Wednesday, October 31, 2012

Fido the Rescued Rat by Prudence Breitrose

 

freeinfosociety.com
Fido the Rescue Rat

My son, Charlie, refers to it as “Fido’s origin story,” and there was certainly something mythical about it, because of all the ways to get a new pet. . .

We were low on animals at the time. We’d lost two goldfish, our hamster had recently died, and the two box turtles–Bugs Bunny and Explorer–were not exactly sociable.

I was shopping at our local family-owned grocery store–can’t remember what it was that I needed to get, but I’m pretty sure it wasn’t a rat.

I was near the front of the store, where paper sacks were lined up waiting for delivery, when I became aware of a surge of excitement–the sort of EEEKing and squawking that tends to go along with rodents. A grocer went barreling by, yelling,  “Get it out of here!”  Another was shouting, “Kill it!”

And there, sticking his head out of one of the paper sacks, was a rat. Not one of our local roof-rats, which do look a bit sinister–so sinister that we prefer to call them ‘rabbits’ to take the edge of a visit to the garage at night. No, it was one of the prettiest rats I’d ever met, softly patterned in brown and white.

This was before I became part rodent myself–before I thought myself into the heart of mouse society for my series of books set in the Mouse Nation. But like my fictional mice, I did manage to react with lightning speed.

“Stop!” I shouted to the rampaging grocers. “Triple bag that rat. I’ll take him!”

Poor Fido! Who knows what had happened to him before he found himself in that paper sack, then triple-bagged? He seemed traumatized. We made him comfortable in the old hamster cage, then bought him his own palace, a three-story condo that sat in the corner of the kitchen where he could feel he was part of the family.

We invited him out. After closing all the kitchen doors, we would leave his cage door open. But for a while Fido wasn’t interested in freedom. Didn’t want to stick a paw outside his home. And if my son took him out of the cage he would sprint back to it at the first opportunity.

“I guess it was weeks,” Charlie remembers now, “but if felt like months before he’d come out on his  own.”

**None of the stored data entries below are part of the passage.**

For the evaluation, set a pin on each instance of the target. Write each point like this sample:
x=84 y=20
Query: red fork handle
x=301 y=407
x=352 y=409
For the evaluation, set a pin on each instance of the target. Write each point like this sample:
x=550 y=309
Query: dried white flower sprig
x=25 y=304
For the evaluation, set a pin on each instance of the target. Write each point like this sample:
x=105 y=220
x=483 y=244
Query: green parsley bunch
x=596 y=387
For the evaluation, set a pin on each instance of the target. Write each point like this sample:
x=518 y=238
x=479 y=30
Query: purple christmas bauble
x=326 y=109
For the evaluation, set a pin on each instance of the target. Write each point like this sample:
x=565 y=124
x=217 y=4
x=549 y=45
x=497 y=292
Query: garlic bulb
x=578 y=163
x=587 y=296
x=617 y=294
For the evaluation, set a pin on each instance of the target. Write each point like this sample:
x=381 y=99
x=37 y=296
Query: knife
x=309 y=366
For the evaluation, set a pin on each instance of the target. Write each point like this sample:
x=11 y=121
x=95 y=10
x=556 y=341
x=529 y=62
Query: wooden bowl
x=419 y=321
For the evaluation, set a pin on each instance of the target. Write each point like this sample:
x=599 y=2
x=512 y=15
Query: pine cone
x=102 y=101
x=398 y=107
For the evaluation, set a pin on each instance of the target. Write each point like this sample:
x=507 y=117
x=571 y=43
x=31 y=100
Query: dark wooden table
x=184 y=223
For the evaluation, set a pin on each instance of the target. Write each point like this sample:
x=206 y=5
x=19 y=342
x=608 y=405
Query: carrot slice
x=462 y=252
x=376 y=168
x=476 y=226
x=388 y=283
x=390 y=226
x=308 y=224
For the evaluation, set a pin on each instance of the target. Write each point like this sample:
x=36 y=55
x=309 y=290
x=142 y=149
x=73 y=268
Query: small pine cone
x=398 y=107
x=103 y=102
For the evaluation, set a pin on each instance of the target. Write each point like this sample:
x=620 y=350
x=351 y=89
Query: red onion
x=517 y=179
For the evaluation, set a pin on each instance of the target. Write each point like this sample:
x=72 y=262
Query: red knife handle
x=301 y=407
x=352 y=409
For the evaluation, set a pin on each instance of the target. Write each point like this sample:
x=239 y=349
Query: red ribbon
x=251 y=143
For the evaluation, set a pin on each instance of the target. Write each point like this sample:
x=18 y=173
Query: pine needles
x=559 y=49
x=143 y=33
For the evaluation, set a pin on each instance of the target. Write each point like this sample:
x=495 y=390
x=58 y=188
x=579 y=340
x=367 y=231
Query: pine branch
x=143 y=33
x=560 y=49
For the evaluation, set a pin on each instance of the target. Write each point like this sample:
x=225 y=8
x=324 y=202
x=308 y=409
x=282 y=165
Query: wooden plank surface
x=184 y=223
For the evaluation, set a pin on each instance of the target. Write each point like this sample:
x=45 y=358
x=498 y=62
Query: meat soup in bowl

Fido’s emergence happened gradually, a few steps at a time, still punctuated by sprints back to safety. But at last he seemed to trust us, and to take pleasure in exploring his surroundings. At last he was happy to hang out with his humans, and climb on Charlie from time to time, which he remembers as kind of scratchy.

Charlie and Fido
The only down side was that my daughter insisted on rodent-parity and we bought her a pretty white mouse. Disaster! Unlike Fido, the mouse showed no interest in humans and seemed to have only one talent – to smell so bad that she had to be exiled from the kitchen.

I can’t remember what happened to the mouse, but Fido went on to achieve pet immortality, with an honored place in the rose-bed.